De Nuno Ramos de Almeida a 8 de Setembro de 2008 às 11:58
Pedro,
Não estou de acordo contigo. Acho que as vítimas da onda de criminalidade não são os criminosos. E que numa cidade em que não há segurança, não há liberdade que se safe. Acho que a criminalidade tem razões sociais, mas isso não significa que os criminosos possam ficar impunes. Uma lei que permite que um indivíduo faça sete ou mais assaltos sem ficar detido, é uma legislação que prejudica toda a gente. Até os criminosos ficam com a ideia que podem praticar crimes mais graves...e depois quando finalmente são apanhados, ao vigésimo crime, levam 10 anos de cadeia.
Mas o meu maior problema nem sequer é a prisão preventiva são os prazos de investigação e de segredo de justiça.
Acho o teu tom em relação ao sindicato dos magistrados do ministério público errado, mesmo que eles tenham, eventualmente, dito um disparate. Acho-o até, estranhamente, pró-governamental e favorável ao responsável da Unidade de Missão que mudou o código de processo penal: o sr. Rui Pereira.
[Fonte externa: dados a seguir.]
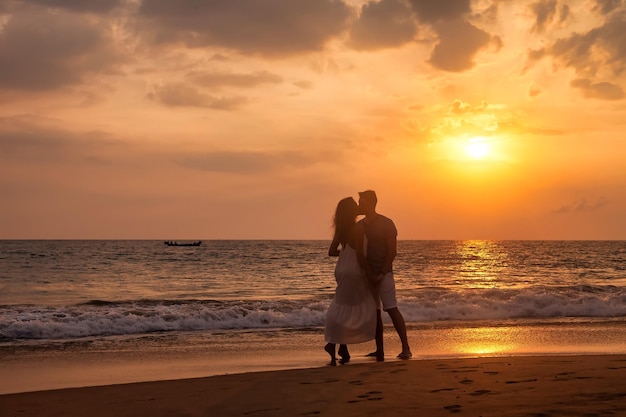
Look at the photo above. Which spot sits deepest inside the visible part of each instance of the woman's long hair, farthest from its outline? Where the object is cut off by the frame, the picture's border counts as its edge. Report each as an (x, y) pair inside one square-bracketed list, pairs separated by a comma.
[(344, 220)]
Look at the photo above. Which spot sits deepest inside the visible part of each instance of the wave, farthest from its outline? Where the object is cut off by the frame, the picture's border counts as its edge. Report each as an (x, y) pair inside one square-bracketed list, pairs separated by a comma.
[(107, 318)]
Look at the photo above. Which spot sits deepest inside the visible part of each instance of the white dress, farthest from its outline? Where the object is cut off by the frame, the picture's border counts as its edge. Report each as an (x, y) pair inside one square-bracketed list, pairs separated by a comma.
[(351, 317)]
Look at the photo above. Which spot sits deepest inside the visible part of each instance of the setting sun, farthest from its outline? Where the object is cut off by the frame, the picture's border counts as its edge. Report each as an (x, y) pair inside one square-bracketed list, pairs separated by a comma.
[(477, 148)]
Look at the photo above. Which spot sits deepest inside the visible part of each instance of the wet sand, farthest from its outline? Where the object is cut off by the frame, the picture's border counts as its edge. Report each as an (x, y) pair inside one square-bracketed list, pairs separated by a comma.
[(506, 386)]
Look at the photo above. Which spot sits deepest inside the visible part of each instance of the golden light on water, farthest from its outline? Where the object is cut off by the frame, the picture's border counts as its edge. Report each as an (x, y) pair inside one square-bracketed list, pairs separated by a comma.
[(485, 341), (481, 261)]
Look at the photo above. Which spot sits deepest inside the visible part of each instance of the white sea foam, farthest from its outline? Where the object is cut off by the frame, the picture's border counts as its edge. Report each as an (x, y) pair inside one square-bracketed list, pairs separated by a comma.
[(129, 318)]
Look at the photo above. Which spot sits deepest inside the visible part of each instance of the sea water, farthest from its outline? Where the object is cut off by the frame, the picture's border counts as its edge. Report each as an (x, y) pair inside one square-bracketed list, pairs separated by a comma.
[(56, 290)]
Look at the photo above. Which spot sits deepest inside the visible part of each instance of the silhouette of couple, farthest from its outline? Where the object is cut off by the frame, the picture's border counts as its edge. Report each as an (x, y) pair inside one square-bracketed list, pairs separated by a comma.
[(365, 283)]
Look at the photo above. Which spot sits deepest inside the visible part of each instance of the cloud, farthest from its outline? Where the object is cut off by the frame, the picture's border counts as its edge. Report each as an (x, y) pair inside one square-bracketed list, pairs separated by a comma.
[(544, 11), (607, 6), (184, 95), (245, 162), (459, 42), (226, 79), (533, 91), (600, 49), (79, 5), (430, 11), (42, 50), (31, 140), (603, 90), (270, 27), (582, 206), (384, 24)]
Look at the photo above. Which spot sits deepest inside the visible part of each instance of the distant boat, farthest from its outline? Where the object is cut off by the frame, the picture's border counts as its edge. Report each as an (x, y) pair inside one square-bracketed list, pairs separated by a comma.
[(172, 243)]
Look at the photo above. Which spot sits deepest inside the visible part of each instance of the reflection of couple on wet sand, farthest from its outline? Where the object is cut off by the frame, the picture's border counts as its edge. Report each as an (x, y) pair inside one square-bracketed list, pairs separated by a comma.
[(365, 282)]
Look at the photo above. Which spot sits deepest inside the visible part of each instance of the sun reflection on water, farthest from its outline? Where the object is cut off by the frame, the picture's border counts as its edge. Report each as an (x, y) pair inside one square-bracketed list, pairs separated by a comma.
[(481, 261), (485, 341)]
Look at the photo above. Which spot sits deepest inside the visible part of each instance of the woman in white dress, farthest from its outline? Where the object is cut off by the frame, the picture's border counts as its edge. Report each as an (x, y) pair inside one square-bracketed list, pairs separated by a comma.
[(351, 317)]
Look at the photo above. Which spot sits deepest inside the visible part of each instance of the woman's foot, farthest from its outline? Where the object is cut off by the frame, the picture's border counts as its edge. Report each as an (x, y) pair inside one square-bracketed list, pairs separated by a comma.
[(330, 348), (405, 355), (379, 355), (345, 355)]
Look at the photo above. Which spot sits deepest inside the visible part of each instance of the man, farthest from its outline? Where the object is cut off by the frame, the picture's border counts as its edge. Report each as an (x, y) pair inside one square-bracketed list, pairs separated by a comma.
[(381, 234)]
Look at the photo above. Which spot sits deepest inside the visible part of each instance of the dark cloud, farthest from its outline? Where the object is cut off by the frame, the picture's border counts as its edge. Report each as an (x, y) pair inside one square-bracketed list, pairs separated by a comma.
[(384, 24), (607, 6), (226, 79), (96, 6), (582, 205), (602, 48), (432, 11), (603, 90), (183, 95), (459, 41), (30, 140), (42, 50), (269, 27), (246, 162)]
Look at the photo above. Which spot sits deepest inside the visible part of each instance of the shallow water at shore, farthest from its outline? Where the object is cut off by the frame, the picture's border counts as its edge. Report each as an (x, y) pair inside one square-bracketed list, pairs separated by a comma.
[(164, 356)]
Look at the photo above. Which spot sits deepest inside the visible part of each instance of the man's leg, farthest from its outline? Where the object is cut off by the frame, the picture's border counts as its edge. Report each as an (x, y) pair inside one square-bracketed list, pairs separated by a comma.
[(380, 348), (400, 326)]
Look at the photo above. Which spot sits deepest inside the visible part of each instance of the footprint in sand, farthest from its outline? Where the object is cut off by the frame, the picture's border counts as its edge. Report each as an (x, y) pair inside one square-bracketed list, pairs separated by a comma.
[(522, 381), (442, 389), (480, 392), (454, 408), (368, 396)]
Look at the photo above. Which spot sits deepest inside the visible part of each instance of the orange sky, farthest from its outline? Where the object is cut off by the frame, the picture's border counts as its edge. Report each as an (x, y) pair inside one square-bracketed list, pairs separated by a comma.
[(248, 119)]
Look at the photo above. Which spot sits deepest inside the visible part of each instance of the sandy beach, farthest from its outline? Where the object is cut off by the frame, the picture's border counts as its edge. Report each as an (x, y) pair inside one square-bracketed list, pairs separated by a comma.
[(489, 386)]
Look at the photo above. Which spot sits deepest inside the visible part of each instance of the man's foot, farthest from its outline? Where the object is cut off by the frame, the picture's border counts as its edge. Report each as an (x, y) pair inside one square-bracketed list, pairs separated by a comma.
[(405, 355), (345, 355), (330, 348)]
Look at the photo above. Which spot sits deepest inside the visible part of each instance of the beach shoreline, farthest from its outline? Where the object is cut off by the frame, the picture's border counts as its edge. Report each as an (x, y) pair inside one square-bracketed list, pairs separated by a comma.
[(484, 386), (157, 357)]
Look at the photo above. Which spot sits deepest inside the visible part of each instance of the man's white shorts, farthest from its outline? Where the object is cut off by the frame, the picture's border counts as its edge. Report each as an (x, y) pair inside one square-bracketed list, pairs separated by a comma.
[(387, 292)]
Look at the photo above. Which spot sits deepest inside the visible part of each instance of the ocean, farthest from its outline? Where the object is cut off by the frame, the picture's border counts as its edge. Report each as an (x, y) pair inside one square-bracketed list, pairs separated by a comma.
[(66, 289), (77, 313)]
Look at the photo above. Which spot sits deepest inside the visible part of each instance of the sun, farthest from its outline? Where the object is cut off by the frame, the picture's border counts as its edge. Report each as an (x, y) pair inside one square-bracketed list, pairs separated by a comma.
[(477, 148)]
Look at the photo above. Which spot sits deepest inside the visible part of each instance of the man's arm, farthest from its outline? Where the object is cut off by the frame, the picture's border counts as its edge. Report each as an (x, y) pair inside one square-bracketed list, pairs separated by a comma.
[(334, 247), (392, 250), (359, 241)]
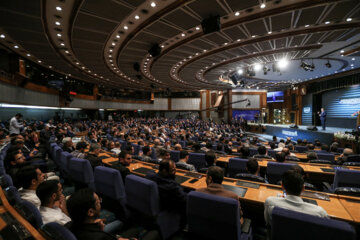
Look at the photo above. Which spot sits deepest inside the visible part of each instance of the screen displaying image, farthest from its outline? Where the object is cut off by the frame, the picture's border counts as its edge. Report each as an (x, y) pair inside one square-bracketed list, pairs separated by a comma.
[(275, 96)]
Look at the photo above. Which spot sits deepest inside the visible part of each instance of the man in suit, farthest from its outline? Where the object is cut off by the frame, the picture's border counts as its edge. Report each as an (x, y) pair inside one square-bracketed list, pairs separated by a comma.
[(214, 178), (322, 116)]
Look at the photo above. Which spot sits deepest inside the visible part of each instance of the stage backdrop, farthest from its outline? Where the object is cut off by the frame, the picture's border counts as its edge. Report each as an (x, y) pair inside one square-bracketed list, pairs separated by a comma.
[(340, 104)]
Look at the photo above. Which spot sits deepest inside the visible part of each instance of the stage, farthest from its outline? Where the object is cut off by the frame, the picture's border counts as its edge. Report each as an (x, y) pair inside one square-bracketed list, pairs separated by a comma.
[(284, 131)]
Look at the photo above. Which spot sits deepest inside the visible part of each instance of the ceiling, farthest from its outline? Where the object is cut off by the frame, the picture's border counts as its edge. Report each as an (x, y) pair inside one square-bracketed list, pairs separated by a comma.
[(100, 41)]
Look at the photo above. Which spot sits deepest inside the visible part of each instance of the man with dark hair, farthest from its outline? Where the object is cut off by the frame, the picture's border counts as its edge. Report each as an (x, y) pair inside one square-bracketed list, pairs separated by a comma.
[(15, 124), (214, 178), (292, 184), (29, 178), (84, 209), (93, 155), (79, 150), (172, 195), (262, 153), (53, 203), (121, 165), (182, 163)]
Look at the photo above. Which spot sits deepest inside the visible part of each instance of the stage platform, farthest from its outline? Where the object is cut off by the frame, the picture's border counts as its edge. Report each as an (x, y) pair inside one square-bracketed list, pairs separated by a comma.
[(284, 131)]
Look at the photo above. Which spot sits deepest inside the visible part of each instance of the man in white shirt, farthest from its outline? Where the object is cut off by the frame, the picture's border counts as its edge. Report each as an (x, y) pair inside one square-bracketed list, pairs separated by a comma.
[(29, 178), (15, 124), (293, 185), (53, 203)]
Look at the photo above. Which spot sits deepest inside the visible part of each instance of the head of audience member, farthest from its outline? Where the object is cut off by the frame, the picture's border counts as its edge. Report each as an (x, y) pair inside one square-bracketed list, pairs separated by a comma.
[(81, 146), (262, 150), (184, 155), (147, 151), (177, 147), (49, 192), (292, 182), (95, 149), (245, 152), (84, 207), (29, 177), (214, 174), (164, 154), (280, 156), (347, 152), (125, 158), (325, 147), (167, 168), (253, 166), (210, 158), (311, 146), (312, 156)]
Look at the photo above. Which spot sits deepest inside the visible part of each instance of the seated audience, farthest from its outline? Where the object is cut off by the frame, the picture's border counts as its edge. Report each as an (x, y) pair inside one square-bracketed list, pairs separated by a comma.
[(53, 202), (293, 185), (214, 178), (182, 163)]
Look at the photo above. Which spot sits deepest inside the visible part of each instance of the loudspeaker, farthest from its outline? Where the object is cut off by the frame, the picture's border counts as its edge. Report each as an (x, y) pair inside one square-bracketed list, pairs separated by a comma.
[(136, 67), (312, 128), (211, 24), (155, 50)]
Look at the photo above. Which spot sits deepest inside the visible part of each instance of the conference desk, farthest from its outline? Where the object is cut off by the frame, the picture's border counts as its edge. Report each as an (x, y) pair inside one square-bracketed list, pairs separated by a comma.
[(315, 171), (253, 195), (23, 228)]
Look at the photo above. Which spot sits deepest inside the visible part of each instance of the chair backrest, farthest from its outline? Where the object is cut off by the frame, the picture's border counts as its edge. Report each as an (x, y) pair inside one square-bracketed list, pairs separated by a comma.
[(108, 182), (253, 151), (346, 178), (287, 224), (250, 177), (56, 231), (353, 158), (81, 172), (198, 160), (326, 156), (142, 195), (30, 212), (64, 160), (175, 155), (204, 221), (301, 149), (275, 170), (237, 165)]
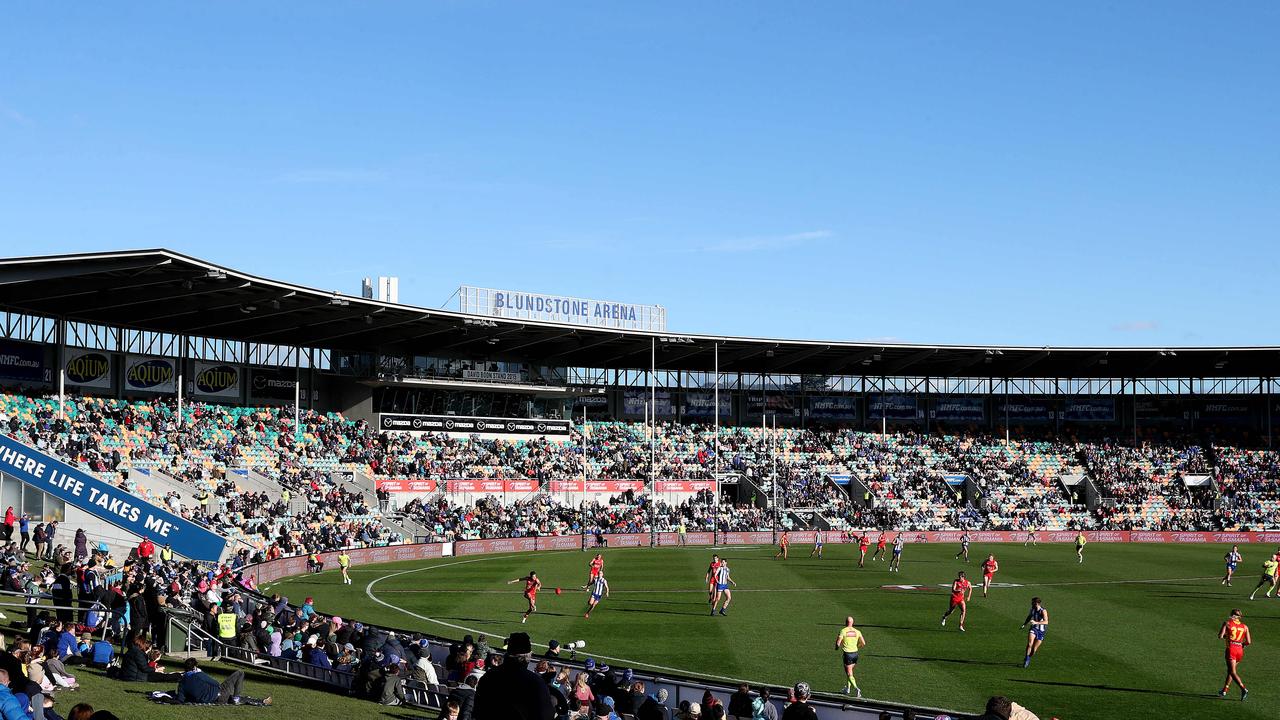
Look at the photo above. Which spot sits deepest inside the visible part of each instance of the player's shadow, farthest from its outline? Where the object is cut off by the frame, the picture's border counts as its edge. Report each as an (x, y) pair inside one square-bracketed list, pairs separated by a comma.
[(1196, 595), (650, 611), (956, 660), (1111, 688)]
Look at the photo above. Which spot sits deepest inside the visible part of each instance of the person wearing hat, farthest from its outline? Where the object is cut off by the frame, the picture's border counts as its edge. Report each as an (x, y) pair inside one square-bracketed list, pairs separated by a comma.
[(465, 695), (693, 712), (654, 707), (800, 707), (512, 691)]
De Pedro Sales a 8 de Setembro de 2008 às 13:29
Nuno,

Se vires o que tenho escrito sobre as acções policiais nos bairros sociais, verás que estou longe de concordar com o governo nesta matéria. Quanto à prisão preventiva, digo e repito: a nova legislação penal não alterou em nada a possibilidade de deter preventivamente os autores dos crimes que encheram as televisões. O furto sem arma tem uma moldura penal que pode chegar aos 8 anos de pena, com arma pode chegar aos 14, muito acima dos 5 estipulados pela lei. Como vês.

Falas do segredo de justiça e dos prazos de investigação quando eu nunca mencionei esses pontos. Repara. Eu não estou a defender o CPP ou o Código Penal, matéria para a qual estou muito pouco habilitado. Só que, nesta matéria, os magistrados têm pressionado no sentido de uma sociedade securitária.